New foreigners’ police office opens in Bratislava

WAITING times and queues at Bratislava’s foreigners’ police department, which have become notorious among foreigners living in the capital and its surroundings, could be cut after the office opened a new office in early June.

WAITING times and queues at Bratislava’s foreigners’ police department, which have become notorious among foreigners living in the capital and its surroundings, could be cut after the office opened a new office in early June.

Every foreigner who wants to live in Bratislava Region needs to pass through Bratislava’s Office of the Border and Alien Police, EU citizens and non-EU citizens alike. Lack of space, short office hours and limited personnel have been cited by foreigners dealing with the office as the main problematic points, along with the limited abilities of the officers working there to communicate in any foreign language.

New office opens

To ease some of these problems, the police have opened a new office, located in a building adjacent to the sole office that the foreigners’ police had been using, on Hrobákova Street in Bratislava’s Petržalka district. The new client area, which has seven counters, should ensure easier access and shorter waiting times for the office’s clients, according to police spokesperson Denisa Baloghová. There is now a special counter for European Economic Area clients, another one for Slovaks living abroad, another one for permanent residency, as well as two cubicles for taking biometric data, Baloghová told The Slovak Spectator.

In addition, the original building of the department now has eight instead of five client counters.

“Altogether there are now eight counters for handling residencies, for providing information, and for issuing documents,” Baloghová said.

Fewer clients in Bratislava after reorganisation

The Bratislava office of the foreigners’ police until recently served about 30 percent of all the foreigners living in the entire country, as the largest number of incoming foreigners settle in the capital. The police recorded over 68,000 foreigners residing in Slovakia as of the end of May 2013.
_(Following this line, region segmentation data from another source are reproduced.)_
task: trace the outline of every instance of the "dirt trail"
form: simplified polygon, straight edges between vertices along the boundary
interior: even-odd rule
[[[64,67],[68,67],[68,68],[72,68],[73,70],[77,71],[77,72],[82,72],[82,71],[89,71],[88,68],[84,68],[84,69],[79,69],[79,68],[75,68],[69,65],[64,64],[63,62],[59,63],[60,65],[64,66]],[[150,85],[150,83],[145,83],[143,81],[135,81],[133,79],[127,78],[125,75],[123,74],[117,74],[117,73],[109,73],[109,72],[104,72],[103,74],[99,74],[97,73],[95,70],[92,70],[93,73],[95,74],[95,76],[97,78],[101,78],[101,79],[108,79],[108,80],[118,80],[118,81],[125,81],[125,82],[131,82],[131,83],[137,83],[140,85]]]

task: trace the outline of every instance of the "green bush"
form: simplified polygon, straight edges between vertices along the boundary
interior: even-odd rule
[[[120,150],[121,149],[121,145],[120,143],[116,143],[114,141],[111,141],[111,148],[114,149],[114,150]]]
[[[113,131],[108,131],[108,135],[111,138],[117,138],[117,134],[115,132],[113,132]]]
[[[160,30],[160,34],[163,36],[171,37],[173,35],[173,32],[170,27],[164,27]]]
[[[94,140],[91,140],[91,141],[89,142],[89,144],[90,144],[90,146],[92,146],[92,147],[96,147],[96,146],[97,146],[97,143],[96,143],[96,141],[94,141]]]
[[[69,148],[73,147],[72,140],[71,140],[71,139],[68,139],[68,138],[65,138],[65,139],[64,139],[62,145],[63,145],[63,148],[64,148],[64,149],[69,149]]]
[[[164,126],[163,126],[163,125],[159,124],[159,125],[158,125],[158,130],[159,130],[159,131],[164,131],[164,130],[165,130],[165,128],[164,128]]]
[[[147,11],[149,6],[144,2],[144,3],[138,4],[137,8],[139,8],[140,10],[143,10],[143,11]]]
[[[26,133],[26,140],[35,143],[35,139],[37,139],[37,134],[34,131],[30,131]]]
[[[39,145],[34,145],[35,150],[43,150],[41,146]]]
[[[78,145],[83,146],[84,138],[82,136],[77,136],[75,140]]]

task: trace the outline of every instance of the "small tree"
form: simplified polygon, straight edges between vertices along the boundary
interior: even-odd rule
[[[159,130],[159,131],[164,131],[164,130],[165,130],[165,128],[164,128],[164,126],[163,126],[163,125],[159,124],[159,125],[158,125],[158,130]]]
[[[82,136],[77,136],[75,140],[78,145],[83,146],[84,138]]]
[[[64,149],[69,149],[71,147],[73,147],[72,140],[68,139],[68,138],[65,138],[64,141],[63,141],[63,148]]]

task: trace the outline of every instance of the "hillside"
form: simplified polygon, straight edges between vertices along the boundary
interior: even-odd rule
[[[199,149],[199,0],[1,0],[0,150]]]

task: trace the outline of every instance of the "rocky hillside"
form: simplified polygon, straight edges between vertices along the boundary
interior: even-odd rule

To ease the workload of the Bratislava office, the police force has reorganised its territories. As of June 2013, three districts, Malacky, Pezinok, and Senec, are no longer served by the Bratislava office. Instead, foreigners living in the Senec district must go to the foreigners’ police office in Dunajská Streda, while those from Malacky and Pezinok districts must now report to the Trnava office. That should help lower the number of clients for the Bratislava office to 28 percent of all foreigners living in Slovakia, or just under 20,000 people.

In the first five months of 2013 (before the new office opened), the Bratislava office handled over 12,000 clients, or 200 to 500 clients a day (the number varied depending on the office opening hours each day), according to Baloghová.

“The handling process is demanding in terms of time, mainly due to the necessity to punctually check that the application is complete and correct, as well as [due to the need] to individually explain any shortfalls in the application, provide information, etc,” Baloghová said.